1. ## Trinomials, factoring, grouping

New math class with some new questions. I have defined number one, but I need feedback for number two, please.

Thanks in advance for the assistance.

1. What is a trinomial?
A = In algebra, a trinomial is a polynomial consisting of three terms or three monomials.

2. When factoring a trinomial by grouping, why is it necessary to write the trinomial in four terms? Provide an example.
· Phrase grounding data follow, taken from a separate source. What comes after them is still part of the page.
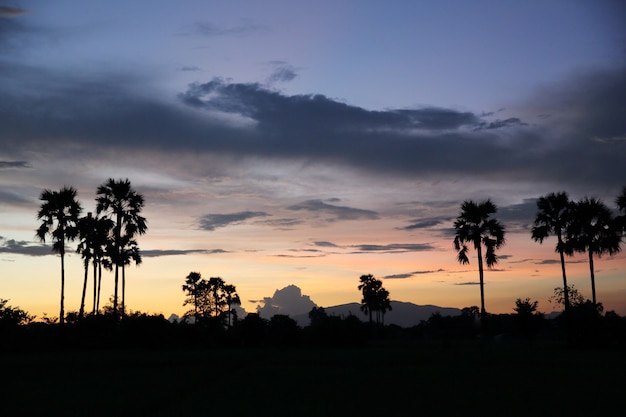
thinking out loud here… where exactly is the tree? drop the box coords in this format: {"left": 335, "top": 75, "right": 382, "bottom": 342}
{"left": 0, "top": 299, "right": 34, "bottom": 327}
{"left": 222, "top": 283, "right": 241, "bottom": 328}
{"left": 36, "top": 186, "right": 82, "bottom": 325}
{"left": 357, "top": 274, "right": 391, "bottom": 325}
{"left": 96, "top": 178, "right": 147, "bottom": 316}
{"left": 453, "top": 199, "right": 506, "bottom": 318}
{"left": 92, "top": 215, "right": 114, "bottom": 313}
{"left": 567, "top": 197, "right": 621, "bottom": 306}
{"left": 182, "top": 272, "right": 203, "bottom": 322}
{"left": 616, "top": 186, "right": 626, "bottom": 237}
{"left": 119, "top": 236, "right": 142, "bottom": 314}
{"left": 512, "top": 298, "right": 544, "bottom": 340}
{"left": 531, "top": 192, "right": 573, "bottom": 312}
{"left": 76, "top": 212, "right": 96, "bottom": 318}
2. here is trinomial with a 4th term
$x^2 - 3x + 4x -12$

$-3x + 4x\$ could be just $\ x$

now we can factor out x and 4 and get groups
we need the 4th term in order to do this.
$x(x-3) +4(x-3)$

now we can factor out $(x-3)$ and get
$

(x-3)(x+4)
$

however you can factor $x^2 +x -12$
directly without doing the grouping

hope this helps??

3. Bigwave,

Part of the question is "why is it necessary to write the trinomial in four terms?" Is there some rule that gives the answer to this? I don't know the answer to this part of the question.

Thanks again.

4. Originally Posted by dkpeppard
Bigwave,

Part of the question is "why is it necessary to write the trinomial in four terms?" Is there some rule that gives the answer to this? I don't know the answer to this part of the question.

Thanks again.
I don't think it is, certainly not in all cases.

The only kind I can think of is when there is an unknown constant which is not a function of x. Namely something like

$x^2-2x+k-3 = 0$ which can be written as $x^2-2x+(k-3)$

5. i would agree certainly with this

but i think what the concern was about grouping in order to factor

but as mentioned it certainly is not necessary in all cases...

I see you point though

in many cases grouping doesn't need to be done at all

6. Originally Posted by e^(i*pi)
I don't think it is, certainly not in all cases.

The only kind I can think of is when there is an unknown constant which is not a function of x. Namely something like

$x^2-2x+k-3 = 0$ which can be written as $x^2-2x+(k-3)$
Thanks for your feedback and example.